The present work aims to develop the current CubeSats architecture from the typical “cube structure with a stack of circuit boards inside” [4] (p. 7). The concepts of the CubeSat volumetric efficiency (Section 2.1) and the amplitude of the payload design space (Section 2.2) are introduced and the methods for their quantification in the CubeSats preliminary design phase are developed. In Table 1, it is shown that the CubeSat volumetric increment can reach 36.97% with the use of six smart tiles that have the same volumetric efficiency of the embedded battery tile prototype. It is shown that the multifunctional smart tiles approach is advantageous from these points of view. The advantage is major for the smaller form factors 1U and 2U with respect to the bigger form factors 3U and 6U. The structural mass ratio of the 1U CubeSat (Section 3.2) varies with the smart tiles configuration and is shown to be between 16.7% and 28.8%.

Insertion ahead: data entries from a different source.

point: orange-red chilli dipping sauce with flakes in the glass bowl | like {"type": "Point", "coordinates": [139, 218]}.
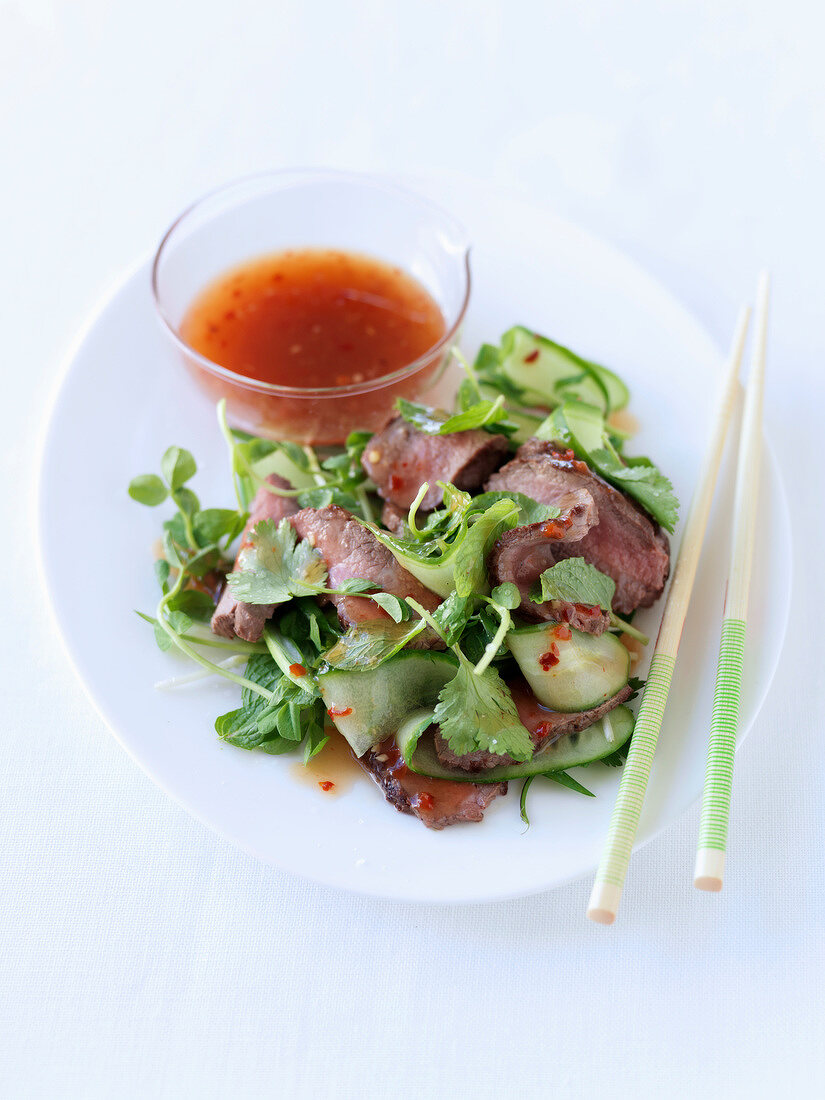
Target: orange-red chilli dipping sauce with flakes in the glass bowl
{"type": "Point", "coordinates": [315, 318]}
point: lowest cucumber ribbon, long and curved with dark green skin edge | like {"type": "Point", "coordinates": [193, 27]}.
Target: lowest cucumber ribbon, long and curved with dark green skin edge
{"type": "Point", "coordinates": [596, 743]}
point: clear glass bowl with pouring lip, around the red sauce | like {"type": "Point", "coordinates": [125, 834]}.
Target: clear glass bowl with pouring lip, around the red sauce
{"type": "Point", "coordinates": [321, 210]}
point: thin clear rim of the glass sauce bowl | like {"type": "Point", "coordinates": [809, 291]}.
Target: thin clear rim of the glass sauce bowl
{"type": "Point", "coordinates": [307, 175]}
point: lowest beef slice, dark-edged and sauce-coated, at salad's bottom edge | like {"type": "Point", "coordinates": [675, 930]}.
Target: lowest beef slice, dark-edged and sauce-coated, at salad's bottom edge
{"type": "Point", "coordinates": [437, 802]}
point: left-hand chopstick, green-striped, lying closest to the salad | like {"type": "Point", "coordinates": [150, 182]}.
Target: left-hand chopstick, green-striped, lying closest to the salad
{"type": "Point", "coordinates": [604, 899]}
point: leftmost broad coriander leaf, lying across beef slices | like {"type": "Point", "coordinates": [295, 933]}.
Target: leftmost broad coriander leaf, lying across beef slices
{"type": "Point", "coordinates": [274, 567]}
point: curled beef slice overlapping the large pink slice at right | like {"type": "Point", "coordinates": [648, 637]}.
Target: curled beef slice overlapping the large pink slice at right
{"type": "Point", "coordinates": [523, 555]}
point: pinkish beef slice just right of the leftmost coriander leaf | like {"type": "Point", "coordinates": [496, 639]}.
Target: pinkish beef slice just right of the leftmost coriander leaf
{"type": "Point", "coordinates": [351, 551]}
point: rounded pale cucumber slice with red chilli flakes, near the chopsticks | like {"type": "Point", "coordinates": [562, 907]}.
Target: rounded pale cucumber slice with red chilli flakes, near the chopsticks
{"type": "Point", "coordinates": [589, 670]}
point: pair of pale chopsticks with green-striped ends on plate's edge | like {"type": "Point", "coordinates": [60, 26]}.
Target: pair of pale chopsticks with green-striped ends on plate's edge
{"type": "Point", "coordinates": [610, 881]}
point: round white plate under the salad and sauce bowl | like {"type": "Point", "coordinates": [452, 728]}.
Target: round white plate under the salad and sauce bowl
{"type": "Point", "coordinates": [125, 400]}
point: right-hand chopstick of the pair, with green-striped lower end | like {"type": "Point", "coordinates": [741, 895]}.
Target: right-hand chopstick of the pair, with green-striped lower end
{"type": "Point", "coordinates": [724, 723]}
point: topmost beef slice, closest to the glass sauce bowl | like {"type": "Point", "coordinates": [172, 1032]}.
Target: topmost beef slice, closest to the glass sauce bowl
{"type": "Point", "coordinates": [401, 459]}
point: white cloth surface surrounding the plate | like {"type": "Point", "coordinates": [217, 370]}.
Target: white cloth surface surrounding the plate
{"type": "Point", "coordinates": [144, 956]}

The design of an innovative 1U CubeSat smart tile, employing lightweight, composite materials in multifunctional structures was performed (Section 3.1). The construction of the prototype (Section 3.2) proved that the design is technologically feasible with a traditional autoclave curing of CFRP commercial prepregs, although CFRP components are miniaturized and ultrathin.

A new experimental procedure for the modal testing of miniaturized, ultralight, and ultrathin CubeSat components has been defined (Section 4.1). The test procedure and experimental setup proved suitable for the modal testing of miniaturized CFRP components, printed circuit boards, and smart tiles, up to a minimum mass of 3.0 g and a minimum thickness of 0.23 mm. The results for the entire embedded battery tile (Section 4.4) showed a good correlation between the experimental results and the numerical results for the first and the second eigenmodes. The modal characteristics of the prototype are compatible with the Vega [26], the Ariane 6 [27], the Falcon 9, and the Falcon Heavy [28] launch vehicles. Therefore, the proposed design for the embedded battery tile is adequate from the point of view of the modal behavior.

In conclusion, the results of the present work for the embedded battery tile are encouraging, and the employment of multifunctional structures and lightweight, composite materials is shown to be advantageous for nanosatellites. CubeSat designers may benefit this type of space structures either by adopting smaller form factors, thus saving launch costs with the same mission objectives, or by designing more sophisticated missions, able to reach more ambitious and complex mission objectives saving a significant amount of volume and mass for the payload.

Finally, the applications of the presented results on structural batteries are promising for future electric or fuel cell aircrafts. The proposed embedded battery tile design could be adapted to fit into the wing structures of electric aircrafts. The requirements may be significantly different, but the design philosophy would be the same. Structural batteries can be beneficial to uninhabited aircrafts but also to inhabited aircrafts [35,36].